-
Type: Bug
-
Resolution: Fixed
-
Priority: Minor - P4
-
Affects Version/s: None
-
Component/s: None
Background
While testing WT-7267, I saw this assert fire once:
(gdb) bt #0 0x00007f21ef6ece1f in __GI___select (nfds=0, readfds=0x0, writefds=0x0, exceptfds=0x0, timeout=0x7f21b9c011a0) at ../sysdeps/unix/sysv/linux/select.c:41 #1 0x00000000007e7ed6 in __wt_sleep (seconds=100, micro_seconds=0) at ../src/os_posix/os_sleep.c:30 #2 0x00000000007c303e in __wt_abort (session=0x7f21f0c236c0) at ../src/os_common/os_abort.c:26 #3 0x000000000068cfa6 in __curhs_search_near (cursor=0x614000088240, exactp=0x7f21b9c01bc0) at ../src/cursor/cur_hs.c:761 #4 0x000000000052c260 in hs_cursor (arg=0x0) at ../../../test/format/hs.c:83 #5 0x00000000004e8edf in __asan::AsanThread::ThreadStart(unsigned long, __sanitizer::atomic_uintptr_t*) () #6 0x00007f21f05c56db in start_thread (arg=0x7f21b9c02700) at pthread_create.c:463 #7 0x00007f21ef6f771f in clone () at ../sysdeps/unix/sysv/linux/x86_64/clone.S:95 (gdb) f 3 #3 0x000000000068cfa6 in __curhs_search_near (cursor=0x614000088240, exactp=0x7f21b9c01bc0) at ../src/cursor/cur_hs.c:761 761 WT_ASSERT( (gdb) list 756 } 757 } 758 759 #ifdef HAVE_DIAGNOSTIC 760 WT_ERR(__wt_compare(session, NULL, &file_cursor->key, srch_key, &cmp)); 761 WT_ASSERT( 762 session, (cmp == 0 && *exactp == 0) || (cmp < 0 && *exactp < 0) || (cmp > 0 && *exactp > 0)); 763 #endif 764 765 __curhs_set_key_ptr(cursor, file_cursor); (gdb) p cmp $15 = -1 (gdb) p *exactp $16 = 1 (gdb) p (char*)srch_key->data $17 = 0x632000468800 "\202\234\060\060\060\060\063\071\061\060\064\063.00/opqrstuvwxyzab\343\002\327\233\200" (gdb) p (char*)file_cursor->key.data $18 = 0x6060001065f8 "\202\234\060\060\060\060\063\071\061\060\064\063.00/opqrstuvwxyzab\200\200" (gdb) p (char*)datastore_key.data $19 = 0x6060001065fa "0000391043.00/opqrstuvwxyzab\200\200" (gdb) p datastore_key.size $20 = 28
If we land ahead of our search key, we try to look ahead and see if anything is visible. If nothing is visible in your key range, we then go backwards and see if anything is visible. However, we assume that as soon as we do a prev and see something in our key range, that it must be on the OTHER side of the search key and adjust exactp accordingly.

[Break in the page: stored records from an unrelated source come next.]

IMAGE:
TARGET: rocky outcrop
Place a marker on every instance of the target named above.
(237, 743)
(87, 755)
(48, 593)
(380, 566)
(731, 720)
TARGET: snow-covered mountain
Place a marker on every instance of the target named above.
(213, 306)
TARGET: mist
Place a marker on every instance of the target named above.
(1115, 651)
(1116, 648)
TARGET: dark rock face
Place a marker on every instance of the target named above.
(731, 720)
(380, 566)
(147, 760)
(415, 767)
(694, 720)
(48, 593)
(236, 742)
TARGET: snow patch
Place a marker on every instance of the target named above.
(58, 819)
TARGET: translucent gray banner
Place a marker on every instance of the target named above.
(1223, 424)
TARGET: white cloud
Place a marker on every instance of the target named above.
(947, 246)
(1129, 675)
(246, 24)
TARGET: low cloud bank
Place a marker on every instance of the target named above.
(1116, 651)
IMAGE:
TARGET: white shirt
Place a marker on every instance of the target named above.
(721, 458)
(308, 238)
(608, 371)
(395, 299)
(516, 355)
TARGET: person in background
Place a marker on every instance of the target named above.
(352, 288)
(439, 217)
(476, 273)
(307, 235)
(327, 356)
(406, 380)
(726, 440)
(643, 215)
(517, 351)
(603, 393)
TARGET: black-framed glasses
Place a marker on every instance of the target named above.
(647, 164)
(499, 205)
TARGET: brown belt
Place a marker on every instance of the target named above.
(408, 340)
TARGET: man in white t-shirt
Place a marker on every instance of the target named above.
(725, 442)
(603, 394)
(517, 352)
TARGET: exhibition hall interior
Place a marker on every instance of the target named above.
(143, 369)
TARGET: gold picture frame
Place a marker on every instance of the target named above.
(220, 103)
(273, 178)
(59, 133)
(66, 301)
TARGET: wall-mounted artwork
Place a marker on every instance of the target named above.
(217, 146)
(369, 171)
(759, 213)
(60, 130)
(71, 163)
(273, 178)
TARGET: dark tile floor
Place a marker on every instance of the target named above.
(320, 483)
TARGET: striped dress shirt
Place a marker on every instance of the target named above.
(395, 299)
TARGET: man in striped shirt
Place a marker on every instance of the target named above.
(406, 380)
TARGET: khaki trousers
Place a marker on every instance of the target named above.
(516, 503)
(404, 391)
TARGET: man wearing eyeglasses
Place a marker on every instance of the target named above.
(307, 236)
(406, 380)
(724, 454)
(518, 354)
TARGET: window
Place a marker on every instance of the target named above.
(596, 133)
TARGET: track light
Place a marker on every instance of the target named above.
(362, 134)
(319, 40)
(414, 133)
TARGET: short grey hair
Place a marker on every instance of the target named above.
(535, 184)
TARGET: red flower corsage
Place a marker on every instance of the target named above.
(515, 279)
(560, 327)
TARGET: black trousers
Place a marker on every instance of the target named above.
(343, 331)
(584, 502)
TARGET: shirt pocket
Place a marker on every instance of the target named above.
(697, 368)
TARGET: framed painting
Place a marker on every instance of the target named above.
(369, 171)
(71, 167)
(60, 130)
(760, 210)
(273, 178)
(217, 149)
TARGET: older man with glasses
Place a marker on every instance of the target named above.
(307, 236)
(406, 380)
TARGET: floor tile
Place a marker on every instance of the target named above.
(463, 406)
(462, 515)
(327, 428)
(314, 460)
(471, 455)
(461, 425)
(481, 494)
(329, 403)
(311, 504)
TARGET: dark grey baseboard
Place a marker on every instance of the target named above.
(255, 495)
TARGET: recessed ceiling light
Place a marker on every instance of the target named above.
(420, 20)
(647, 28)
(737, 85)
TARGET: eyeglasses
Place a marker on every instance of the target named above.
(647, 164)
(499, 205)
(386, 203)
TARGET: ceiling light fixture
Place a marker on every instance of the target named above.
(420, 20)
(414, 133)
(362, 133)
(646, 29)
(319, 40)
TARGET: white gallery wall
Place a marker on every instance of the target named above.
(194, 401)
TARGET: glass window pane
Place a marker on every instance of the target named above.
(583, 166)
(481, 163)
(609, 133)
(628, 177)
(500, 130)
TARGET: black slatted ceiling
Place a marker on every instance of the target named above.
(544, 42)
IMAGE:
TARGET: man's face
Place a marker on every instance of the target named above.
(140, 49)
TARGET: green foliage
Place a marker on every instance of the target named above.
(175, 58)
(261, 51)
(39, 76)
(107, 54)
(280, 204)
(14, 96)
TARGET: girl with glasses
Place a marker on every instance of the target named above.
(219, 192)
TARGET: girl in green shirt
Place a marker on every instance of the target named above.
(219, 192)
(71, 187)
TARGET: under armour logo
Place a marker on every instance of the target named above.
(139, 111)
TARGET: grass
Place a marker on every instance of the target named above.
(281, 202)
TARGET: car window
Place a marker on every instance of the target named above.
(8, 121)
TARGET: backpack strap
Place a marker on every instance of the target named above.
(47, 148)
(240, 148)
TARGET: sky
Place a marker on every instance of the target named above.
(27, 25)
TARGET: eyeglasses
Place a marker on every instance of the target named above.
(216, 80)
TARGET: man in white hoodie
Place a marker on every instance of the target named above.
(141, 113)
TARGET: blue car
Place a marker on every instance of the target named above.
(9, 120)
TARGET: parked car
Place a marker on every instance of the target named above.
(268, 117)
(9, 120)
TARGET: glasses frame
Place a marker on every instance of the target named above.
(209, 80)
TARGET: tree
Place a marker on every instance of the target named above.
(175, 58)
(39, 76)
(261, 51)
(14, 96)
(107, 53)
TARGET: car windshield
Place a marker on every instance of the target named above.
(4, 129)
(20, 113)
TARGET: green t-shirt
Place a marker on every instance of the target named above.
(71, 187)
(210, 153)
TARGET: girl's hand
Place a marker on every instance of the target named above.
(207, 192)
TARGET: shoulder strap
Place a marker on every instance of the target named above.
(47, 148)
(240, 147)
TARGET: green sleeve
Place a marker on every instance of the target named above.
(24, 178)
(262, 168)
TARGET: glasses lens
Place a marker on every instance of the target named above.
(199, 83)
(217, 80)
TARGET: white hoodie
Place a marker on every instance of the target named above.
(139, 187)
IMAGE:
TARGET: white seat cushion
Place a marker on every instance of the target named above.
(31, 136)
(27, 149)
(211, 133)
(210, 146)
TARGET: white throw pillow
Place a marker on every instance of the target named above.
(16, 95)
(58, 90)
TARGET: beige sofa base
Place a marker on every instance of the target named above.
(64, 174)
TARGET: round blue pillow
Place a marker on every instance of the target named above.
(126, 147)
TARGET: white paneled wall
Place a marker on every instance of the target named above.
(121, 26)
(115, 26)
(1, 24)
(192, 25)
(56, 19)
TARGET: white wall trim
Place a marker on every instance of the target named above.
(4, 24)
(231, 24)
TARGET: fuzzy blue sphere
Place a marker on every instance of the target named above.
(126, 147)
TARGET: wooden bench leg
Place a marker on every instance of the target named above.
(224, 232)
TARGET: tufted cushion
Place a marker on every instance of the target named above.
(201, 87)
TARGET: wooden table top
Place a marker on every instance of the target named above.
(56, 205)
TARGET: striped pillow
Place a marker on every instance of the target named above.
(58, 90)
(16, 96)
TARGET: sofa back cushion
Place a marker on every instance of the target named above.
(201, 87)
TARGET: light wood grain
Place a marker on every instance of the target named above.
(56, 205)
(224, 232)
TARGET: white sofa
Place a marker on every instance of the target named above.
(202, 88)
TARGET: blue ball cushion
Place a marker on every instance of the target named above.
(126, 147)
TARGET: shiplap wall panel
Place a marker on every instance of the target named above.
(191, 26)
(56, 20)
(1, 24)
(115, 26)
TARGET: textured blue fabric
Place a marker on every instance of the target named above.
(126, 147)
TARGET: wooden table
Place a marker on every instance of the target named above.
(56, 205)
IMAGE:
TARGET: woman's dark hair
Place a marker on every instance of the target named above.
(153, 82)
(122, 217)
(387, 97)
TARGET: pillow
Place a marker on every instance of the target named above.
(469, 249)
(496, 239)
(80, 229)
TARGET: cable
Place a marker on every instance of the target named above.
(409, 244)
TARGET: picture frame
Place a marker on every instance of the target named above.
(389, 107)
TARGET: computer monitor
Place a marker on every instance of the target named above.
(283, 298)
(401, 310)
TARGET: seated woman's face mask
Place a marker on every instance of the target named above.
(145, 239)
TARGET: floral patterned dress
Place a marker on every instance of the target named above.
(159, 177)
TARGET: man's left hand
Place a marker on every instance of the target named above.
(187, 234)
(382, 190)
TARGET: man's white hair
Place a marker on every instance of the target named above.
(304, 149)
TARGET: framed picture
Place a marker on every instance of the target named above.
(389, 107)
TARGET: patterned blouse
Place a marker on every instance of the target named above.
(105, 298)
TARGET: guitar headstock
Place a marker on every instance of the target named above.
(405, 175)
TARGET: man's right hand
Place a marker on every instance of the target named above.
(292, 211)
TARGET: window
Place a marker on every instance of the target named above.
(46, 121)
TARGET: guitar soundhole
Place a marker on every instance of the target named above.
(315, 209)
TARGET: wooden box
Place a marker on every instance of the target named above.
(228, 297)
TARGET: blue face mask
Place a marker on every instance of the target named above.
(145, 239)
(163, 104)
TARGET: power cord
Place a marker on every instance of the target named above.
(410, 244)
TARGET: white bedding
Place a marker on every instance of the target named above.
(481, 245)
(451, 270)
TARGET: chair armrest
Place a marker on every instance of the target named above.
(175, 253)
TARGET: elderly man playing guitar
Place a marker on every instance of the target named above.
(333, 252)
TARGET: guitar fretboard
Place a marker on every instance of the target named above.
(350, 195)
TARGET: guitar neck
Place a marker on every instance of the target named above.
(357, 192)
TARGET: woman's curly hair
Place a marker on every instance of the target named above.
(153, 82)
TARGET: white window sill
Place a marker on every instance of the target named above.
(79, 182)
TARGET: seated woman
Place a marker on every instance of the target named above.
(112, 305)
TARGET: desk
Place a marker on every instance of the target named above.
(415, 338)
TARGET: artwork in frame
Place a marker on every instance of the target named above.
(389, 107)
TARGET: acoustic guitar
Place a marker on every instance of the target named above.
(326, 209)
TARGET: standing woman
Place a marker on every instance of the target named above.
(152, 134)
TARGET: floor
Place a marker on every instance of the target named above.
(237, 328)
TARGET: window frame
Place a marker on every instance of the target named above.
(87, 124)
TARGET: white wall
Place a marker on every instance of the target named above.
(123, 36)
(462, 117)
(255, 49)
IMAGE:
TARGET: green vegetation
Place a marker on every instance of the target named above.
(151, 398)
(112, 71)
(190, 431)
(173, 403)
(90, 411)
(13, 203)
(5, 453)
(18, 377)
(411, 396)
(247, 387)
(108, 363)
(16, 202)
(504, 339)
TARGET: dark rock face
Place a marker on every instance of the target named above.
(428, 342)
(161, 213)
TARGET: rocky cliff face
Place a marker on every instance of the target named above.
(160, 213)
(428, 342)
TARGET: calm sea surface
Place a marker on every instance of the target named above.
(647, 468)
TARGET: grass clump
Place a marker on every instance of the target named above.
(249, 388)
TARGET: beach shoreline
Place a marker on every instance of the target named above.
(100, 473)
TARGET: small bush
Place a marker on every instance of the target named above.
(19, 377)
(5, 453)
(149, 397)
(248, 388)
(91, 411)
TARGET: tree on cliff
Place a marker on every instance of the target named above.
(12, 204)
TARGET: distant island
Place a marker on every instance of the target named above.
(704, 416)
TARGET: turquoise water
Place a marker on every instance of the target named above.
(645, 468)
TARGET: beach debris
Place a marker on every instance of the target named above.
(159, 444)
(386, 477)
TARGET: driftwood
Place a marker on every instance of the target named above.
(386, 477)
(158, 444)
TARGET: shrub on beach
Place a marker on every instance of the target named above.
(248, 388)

This is normally true because readers won't be reading the history store while concurrent inserts are happening for that particular key range. In the case of eviction, the page will be locked from readers. In the case of checkpoint, the inserts written to history store will still be in the update chain so readers won't need to go to history store to find them anyway.
The history store thread in format violates this assumption by opening a history store cursor within format and just doing random operations and search_near across the table. The search_near implementation specifically doesn't expect that which lead to this assertion firing.
Scope
Figure out the best way to resolve this failure while keeping as much coverage as possible (so ideally not just removing the thread entirely). We could think about hardening search_near to handle this or to stop executing search_near since just iterating seems to be ok.